What makes you, as a portrait photographer, contemplate arranging a portrait shoot without requiring – which could seem like a strong term, for instance, to be clear to potential clients that it is crucial to provide a “prepared?” It is essential that your portrait session delivers the goods right the first time around. Inability to deliver this can result in a disappointed client. We all are aware of the negative impact negative feedback can have on your brand’s reputation.
There are three elements of a portrait session pre-production.
1. What kind of portrait does the client desire to achieve?
In the event that you are shooting a broad range of portrait styles, you must determine which type of portrait the client wants to focus on. Review your portfolio of portraits with the client until there’s no doubt in your mind about the type of portrait the client wants. Note down the reference image in the event that there’s a dispute in the future.
2. What character traits and viewpoints do you, as a photographer, seek to get?
Reviewing your portfolio with your client is the chance to experience and get to know more about the model you are considering for yourself. You can look for traits of personality and quirks while discussing the photoshoot. You can try to gain a bit of a sense of the person’s personality. If you are able, try to do some research – or at the very least, Google the person prior to meeting in order to assist you in asking the appropriate questions to start a conversation.
Technically, use this as a chance to analyze the facial contour, identify the eye that is larger, and determine the side on which hair is divided, then design the most flattering lighting arrangement and the angle you will be capturing the face in.
3. What to avoid wearing.
Be as professional as you can, and you must guide the client in terms of what they should wear to the photo session. The final outcome is the portrait. It’s your responsibility and is entirely yours. To achieve the best results, take charge of the wardrobe of your client.
Family Portraits: Select an appropriate mood colour for your shoot. Choose warm or cool for everyone in the group. Dress everyone in the same shades. Be sure to stay clear of patterns as they can create confusion in the picture, as well as the additional issue of Moire for photographers who are using medium size digitally. Do not mix cool and warm shades or light and dark tones.
Short Sleeves: Except if shooting a “beefcake” or “glamour” fashion image, you must always use long sleeves for both men and women. In the best case, bare arms can distract the subject. Women, except for those who are slim and fit, should wear a sleeve over their arms informal portraiture.

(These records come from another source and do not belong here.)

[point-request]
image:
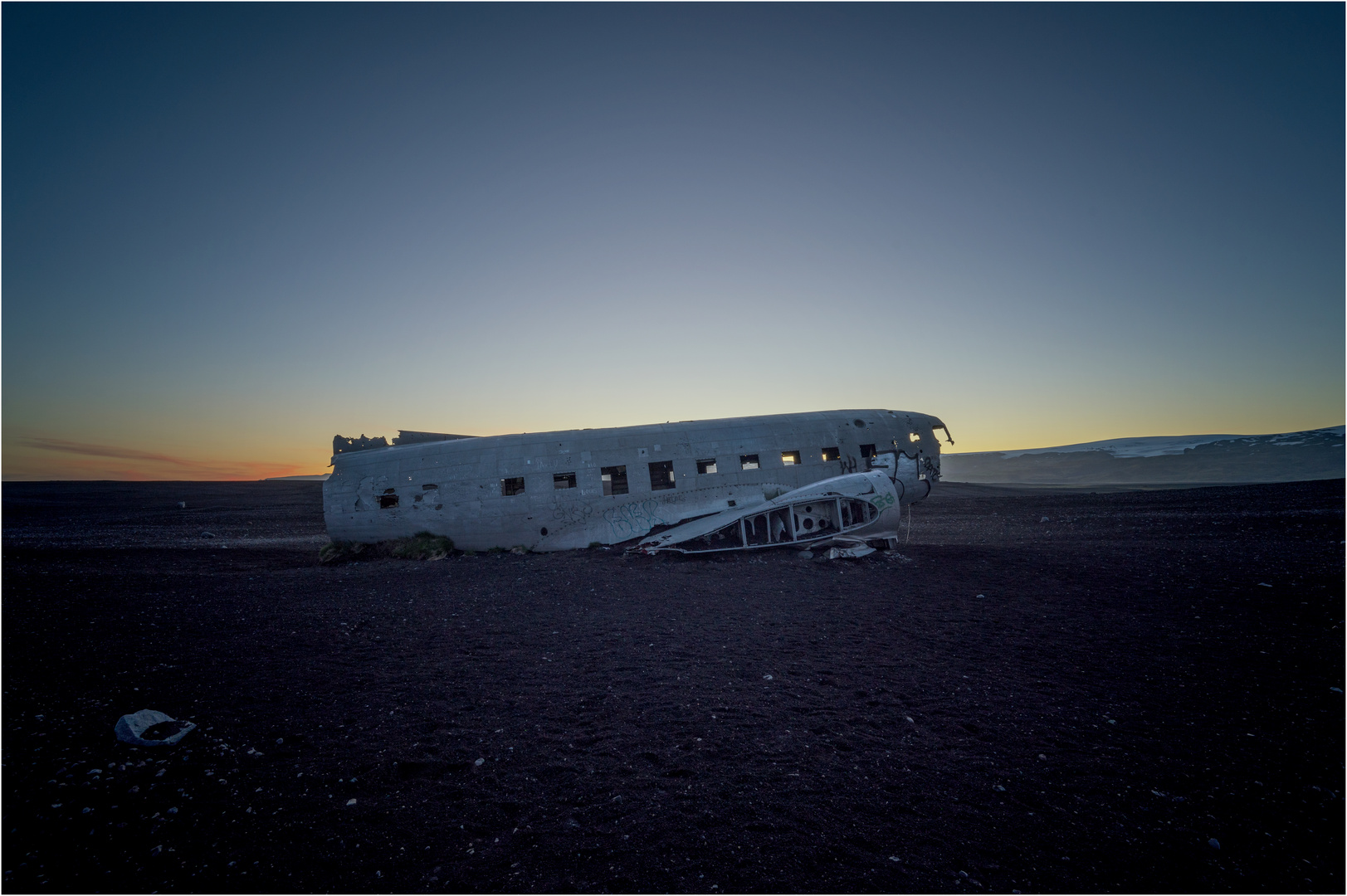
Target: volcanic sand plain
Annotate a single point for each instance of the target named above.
(1039, 691)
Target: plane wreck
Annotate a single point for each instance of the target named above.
(830, 479)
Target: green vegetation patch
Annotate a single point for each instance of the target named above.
(423, 546)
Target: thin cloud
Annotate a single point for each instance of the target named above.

Necklines. My opinion on necklines is more significant the length of the neckline, and the less skin exposed, the better for the average customer. My personal favourite is an extremely neckline that is a high Vee Neck for models who has a broader face. A neckline that is a high Tee or Turtle for a model with a thinner face.
Bright Colors: Generally, bright colours can be distracting. Portraiture on serious notepaper is about the appearance of the subject. It’s not about their clothes. Whatever clothing I wear, I’d like that it “fall out” to the back of my mind and not shout at me. Prints, patterns and bright colours can be challenging to achieve this look.